Le temps de la
contemplation
Moi, j'aurais bien un chien, mais
franchement je n'ai pas le temps de m'en occuper. Moi, un chat, bon,
s'il est assez indépendant pour se débrouiller tout seul. Mais
alors s'il faut en plus le vacciner et tout le tralala, non merci.
Moi, quand j'étais enfant, j'avais un poisson rouge. Je devais
changer l'eau une fois par semaine. Voilà qu'une fois j'ai oublié
parce que j'avais du travail à l'école, et il est mort. C'est trop
triste, alors maintenant, c'est fini avec les bestioles. Moi, j'avais
une perruche, je la sortais de sa cage pour la mettre sur mon épaule.
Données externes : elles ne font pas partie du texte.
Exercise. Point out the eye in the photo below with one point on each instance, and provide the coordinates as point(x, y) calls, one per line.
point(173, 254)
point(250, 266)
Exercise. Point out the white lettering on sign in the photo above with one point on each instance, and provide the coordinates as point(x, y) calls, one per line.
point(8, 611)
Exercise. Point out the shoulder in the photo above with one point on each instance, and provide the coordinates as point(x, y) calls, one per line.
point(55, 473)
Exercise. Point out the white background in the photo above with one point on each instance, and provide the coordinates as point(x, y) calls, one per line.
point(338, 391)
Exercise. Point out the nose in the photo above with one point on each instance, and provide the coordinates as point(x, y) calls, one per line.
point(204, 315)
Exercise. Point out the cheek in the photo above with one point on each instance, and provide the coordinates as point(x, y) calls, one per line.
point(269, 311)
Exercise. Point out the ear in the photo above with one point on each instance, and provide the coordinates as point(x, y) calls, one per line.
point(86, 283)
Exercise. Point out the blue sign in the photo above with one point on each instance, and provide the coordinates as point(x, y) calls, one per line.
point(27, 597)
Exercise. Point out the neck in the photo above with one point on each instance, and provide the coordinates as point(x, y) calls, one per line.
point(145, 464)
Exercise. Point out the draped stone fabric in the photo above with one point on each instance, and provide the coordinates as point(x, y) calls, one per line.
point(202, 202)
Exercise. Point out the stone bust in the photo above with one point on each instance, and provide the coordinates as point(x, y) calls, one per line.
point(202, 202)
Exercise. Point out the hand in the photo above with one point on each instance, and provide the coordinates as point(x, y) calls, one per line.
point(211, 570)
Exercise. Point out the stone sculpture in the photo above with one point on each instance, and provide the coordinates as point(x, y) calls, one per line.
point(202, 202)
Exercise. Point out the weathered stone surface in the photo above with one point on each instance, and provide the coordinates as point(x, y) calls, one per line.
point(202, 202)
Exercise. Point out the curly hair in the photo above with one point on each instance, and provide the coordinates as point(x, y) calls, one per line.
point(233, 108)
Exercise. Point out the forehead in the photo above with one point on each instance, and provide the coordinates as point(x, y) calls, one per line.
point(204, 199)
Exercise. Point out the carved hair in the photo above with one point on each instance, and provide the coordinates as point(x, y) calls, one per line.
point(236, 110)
Et puis un jour, elle m'a bousillé un pull tout neuf, alors là,
j'étais mauvais, je l'ai reclaquée dans sa cage. Non mais, tout de
même, un pull tout neuf ! Moi, j'étais à la campagne. A côté,
il y avait une ferme, ben, c'est pas pour dire, mais ça pue une
ferme. Moi, je ne supporte plus. Le voisin, il a un coq qui chante,
bon, mais qui chante plusieurs fois. Ca, je ne comprends pas, qu'il
chante une fois, admettons, c'est un coq, mais une fois, on a
compris. Alors pourquoi qu'il chante plusieurs fois et même le
dimanche matin ? Ils nous cassent les oreilles avec les animaux
en voie de disparition. Non mais, dites donc, si les dinosaures
n'avaient pas disparu, est-ce qu'il y aurait encore des humains ?
Maintenant, ils veulent supprimer les animaux dans les cirques, moi,
il n'y a que là que j'aimais bien les voir. Parce que sinon, je n'ai
pas le temps. Et puis, au zoo, c'est pas pareil. Vous payez
vingt-cinq euros pour voir des animaux qui dorment en général. Et
on n'a même pas le droit de secouer un peu la cage pour les
réveiller. Vingt-cinq euros tout de même. Les crocodiles par
exemple, ils sont là et ils ne bougent pas d'une oreille. Ils
seraient empaillés que ça serait pareil.
- Et vous, vous avez des bêtes ?
- Oui, chèvres, moutons, cochons, volaille...
- Eh bien, dites donc, ça doit vous faire du travail !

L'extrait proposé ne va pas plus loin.